Terroir & Growing Conditions
Finca El Paraíso is located in the municipality of Piendamó in Cauca department, at elevations between 1,800 and 2,200 meters above sea level. The farm sits within the Macizo Colombiano highland zone, where the convergence of three Andean ranges creates a complex mosaic of microclimates, soil types, and moisture regimes.
Soils at Finca El Paraíso are volcanic in origin, well-drained, and rich in organic matter. The altitude and latitude combination produces significant temperature variation between day and night—often exceeding 15°C—which is a key driver of slow sugar development in the cherry and contributes to the dense, complex green coffee that Bermúdez’s processing then works with.
The farm grows multiple cultivars at different elevational blocks, with Pink Bourbon and Geisha occupying the highest positions. Castillo and Colombia varieties, which are disease-resistant hybrids developed by Cenicafé (Colombia’s national coffee research center), occupy mid-elevation blocks and provide volume alongside the smaller, more intensively managed lots of rarer cultivars.
Processing & Production
Diego Samuel Bermúdez’s processing approach is defined by two techniques he has developed and refined: thermal shock and precisely controlled anaerobic fermentation. These methods, applied individually or in combination, are the primary reason Finca El Paraíso’s lots perform at the level they do in competition and auction contexts.
Thermal shock processing involves exposing coffee cherries or parchment to rapid temperature changes—typically moving from warm fermentation environments to cold water immersion—at calculated intervals during the fermentation cycle. Bermúdez has documented that this interrupts fermentation at specific microbial stages, locking in certain aromatic compounds and creating flavor stability that conventional slow fermentation does not produce.
Anaerobic fermentation at Finca El Paraíso is carried out in sealed stainless steel tanks under CO2, with precise monitoring of pH, temperature, and fermentation duration. Bermúdez tracks these variables with laboratory instruments and adjusts parameters per lot and cultivar. The double anaerobic honey process used for the 2021 WBC lot involves two consecutive sealed fermentation cycles before the coffee is moved to raised drying beds as honey-processed parchment.
Drying is conducted on raised African beds with climate monitoring, and the farm has installed covered drying infrastructure to manage humidity during the variable-weather Cauca harvest season. Post-drying rest periods are incorporated into the production schedule, with parchment rested in controlled conditions before dry milling and export.

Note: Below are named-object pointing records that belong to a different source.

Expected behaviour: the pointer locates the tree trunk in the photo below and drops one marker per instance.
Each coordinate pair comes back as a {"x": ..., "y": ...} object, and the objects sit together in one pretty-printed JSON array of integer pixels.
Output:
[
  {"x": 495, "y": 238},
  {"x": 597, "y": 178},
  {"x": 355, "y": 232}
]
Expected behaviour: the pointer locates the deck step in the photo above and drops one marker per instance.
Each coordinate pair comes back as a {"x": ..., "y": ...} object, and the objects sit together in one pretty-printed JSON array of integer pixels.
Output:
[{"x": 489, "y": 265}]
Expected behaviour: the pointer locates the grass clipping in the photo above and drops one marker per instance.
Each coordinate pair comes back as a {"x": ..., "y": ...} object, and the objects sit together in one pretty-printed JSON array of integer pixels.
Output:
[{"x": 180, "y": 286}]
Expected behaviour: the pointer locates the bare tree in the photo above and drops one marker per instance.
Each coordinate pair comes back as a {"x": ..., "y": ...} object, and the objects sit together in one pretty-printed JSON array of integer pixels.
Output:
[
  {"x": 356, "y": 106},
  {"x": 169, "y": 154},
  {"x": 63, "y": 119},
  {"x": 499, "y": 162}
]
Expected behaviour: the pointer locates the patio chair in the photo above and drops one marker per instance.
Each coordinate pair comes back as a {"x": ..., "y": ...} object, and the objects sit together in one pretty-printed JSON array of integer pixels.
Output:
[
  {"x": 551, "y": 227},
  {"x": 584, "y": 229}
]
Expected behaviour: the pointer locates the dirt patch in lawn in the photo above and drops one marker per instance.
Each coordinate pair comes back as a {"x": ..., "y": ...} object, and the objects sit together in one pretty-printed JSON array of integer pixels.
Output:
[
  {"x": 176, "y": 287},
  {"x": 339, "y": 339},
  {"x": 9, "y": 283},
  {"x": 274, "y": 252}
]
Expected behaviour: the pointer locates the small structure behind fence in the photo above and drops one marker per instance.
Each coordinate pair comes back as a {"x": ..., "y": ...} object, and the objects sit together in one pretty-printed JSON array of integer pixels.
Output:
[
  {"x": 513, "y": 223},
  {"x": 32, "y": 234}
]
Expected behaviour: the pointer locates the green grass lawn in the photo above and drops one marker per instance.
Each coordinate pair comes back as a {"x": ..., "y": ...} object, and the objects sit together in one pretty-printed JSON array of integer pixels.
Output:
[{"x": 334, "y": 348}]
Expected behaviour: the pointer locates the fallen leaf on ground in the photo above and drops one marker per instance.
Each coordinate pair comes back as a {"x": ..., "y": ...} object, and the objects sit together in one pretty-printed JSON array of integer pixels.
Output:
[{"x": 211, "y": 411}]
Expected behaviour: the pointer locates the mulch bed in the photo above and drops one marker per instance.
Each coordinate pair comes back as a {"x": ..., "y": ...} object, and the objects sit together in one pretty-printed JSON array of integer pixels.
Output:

Cup Profile & Tasting Notes
Finca El Paraíso lots are marked by intensity and precision. The double anaerobic honey Pink Bourbon that brought international attention to the farm presents with ripe tropical fruit—passion fruit, guava, and mango—layered over notes of hibiscus, strawberry, and cinnamon. The fermentation profile is present but controlled: there is complexity without instability, and the fruit notes read as enhancement of the cherry’s natural character rather than a mask for underlying flaws.
Washed lots from the farm—particularly those processed with thermal shock protocols—show a different face: cleaner, brighter, with pronounced stone fruit and citrus acidity that reflects Cauca’s terroir more directly. These lots tend to score in the 88–91 SCA range. Anaerobic naturals push higher, regularly reaching 92–94 in competition cupping.
Geisha lots from Finca El Paraíso exhibit the variety’s characteristic florality amplified by Bermúdez’s fermentation control, with jasmine and white flower notes sitting alongside a more developed tropical fruit backbone than is typical of washed Geisha elsewhere. The farm’s ongoing experimentation means its processing catalog continues to expand, with new protocol combinations appearing each harvest season.